I almost never select the same poet two months in a row, but this month’s poem by Walt Whitman was simply too perfect to pass up.
I’m heading out tomorrow for my annual trip to Portugal’s wine region, where I will spend a week with wine friends touring and tasting through the Douro Valley. This will be my third year visiting there during harvest, and one line from this month’s selection, “The long brown path before me” makes me recalled the rugged beauty of the rocky Portuguese vineyards seemingly far away from the rest of the world. The Douro Valley is a far cry from places like Napa or Walla Walla, mainly because there simply are not a lot of tourists, shopping, spas, or other amenities you’d fine in many other wine regions. Maybe I love it for the fact that such a place of simple ruggedness and beauty produces such amazing Ports and wines from its rocky soils. It’s a magical place, and I am looking forward to arriving there in a matter of hours.
Portugal will be followed by a few days in the UK, visiting friends, catching a show in the West End, attending a monumental Cockburn Port tasting reaching back to the 1890’s, enjoying some museums and…well, since I’ve always been such an Anglophile…just taking in the sheer history of the place.
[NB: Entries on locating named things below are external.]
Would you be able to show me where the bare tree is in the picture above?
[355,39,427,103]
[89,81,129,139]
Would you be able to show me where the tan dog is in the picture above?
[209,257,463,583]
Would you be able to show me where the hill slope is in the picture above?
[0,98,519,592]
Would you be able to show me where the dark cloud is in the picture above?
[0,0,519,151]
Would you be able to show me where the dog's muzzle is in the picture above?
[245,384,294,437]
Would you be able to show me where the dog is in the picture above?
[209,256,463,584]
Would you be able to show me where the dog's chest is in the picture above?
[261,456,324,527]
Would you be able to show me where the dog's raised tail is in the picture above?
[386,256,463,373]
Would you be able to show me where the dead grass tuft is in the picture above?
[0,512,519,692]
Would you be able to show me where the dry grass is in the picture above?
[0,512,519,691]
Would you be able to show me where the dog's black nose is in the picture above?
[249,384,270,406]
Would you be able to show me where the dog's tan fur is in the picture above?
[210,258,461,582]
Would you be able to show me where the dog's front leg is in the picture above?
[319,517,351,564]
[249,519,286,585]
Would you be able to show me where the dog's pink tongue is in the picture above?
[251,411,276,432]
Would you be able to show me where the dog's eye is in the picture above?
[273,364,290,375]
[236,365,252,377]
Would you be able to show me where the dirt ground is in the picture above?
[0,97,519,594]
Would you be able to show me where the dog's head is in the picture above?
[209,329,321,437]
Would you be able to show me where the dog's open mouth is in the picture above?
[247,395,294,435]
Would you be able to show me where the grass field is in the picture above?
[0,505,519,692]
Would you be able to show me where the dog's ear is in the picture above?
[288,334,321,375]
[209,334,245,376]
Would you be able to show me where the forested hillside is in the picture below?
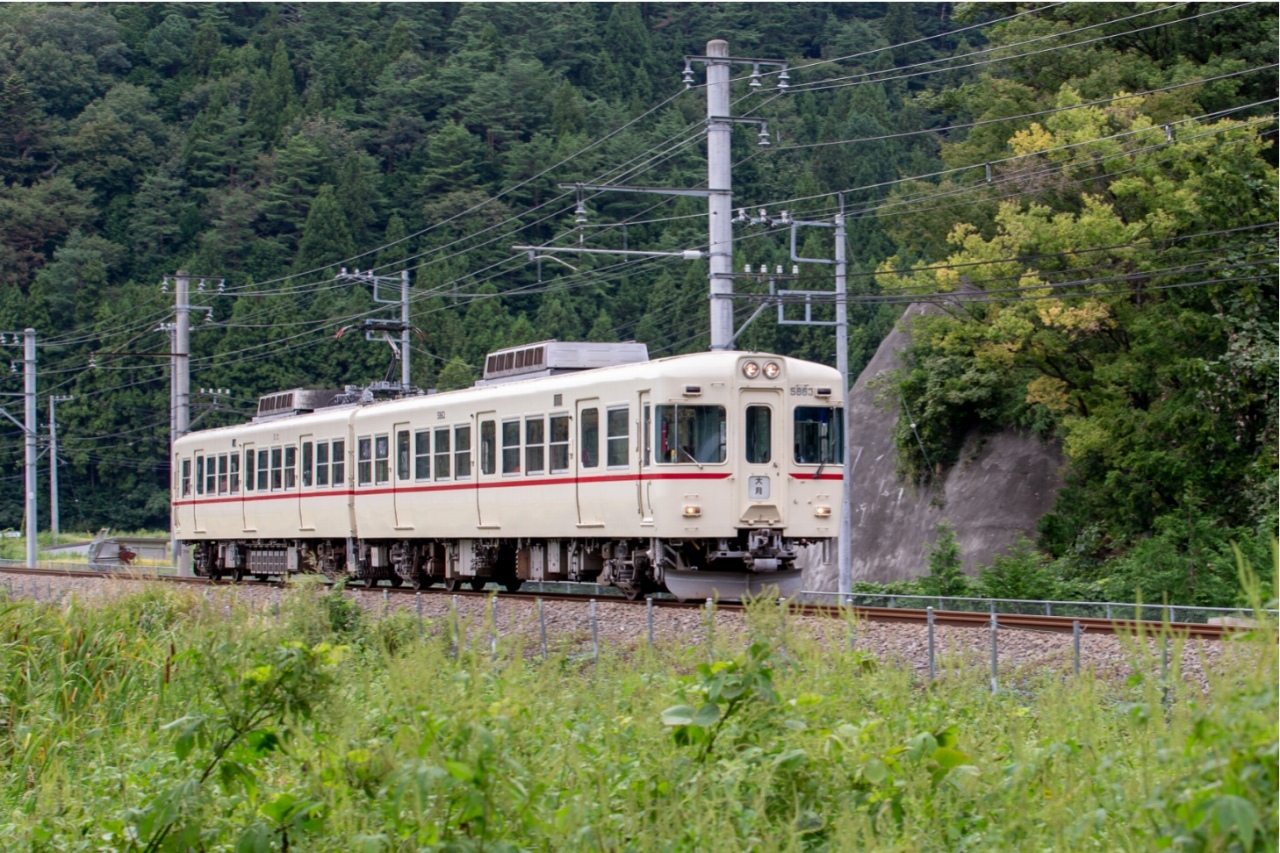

I hope you are all doing well, and I leave you with a selection from Walt Whitman’s Songs of the Open Road…
Walt Whitman
(1819 – 1892)
From Song of The Open Road
Afoot and light-hearted I take to the open road,
Healthy, free, the world before me,
The long brown path before me leading me wherever I choose.
Henceforth I ask not good-fortune, I myself am good-fortune.
Henceforth I whimper no more, postpone no more, need nothing,
Done with indoor complaints, libraries, querulous criticisms,
Strong and content I travel the open road.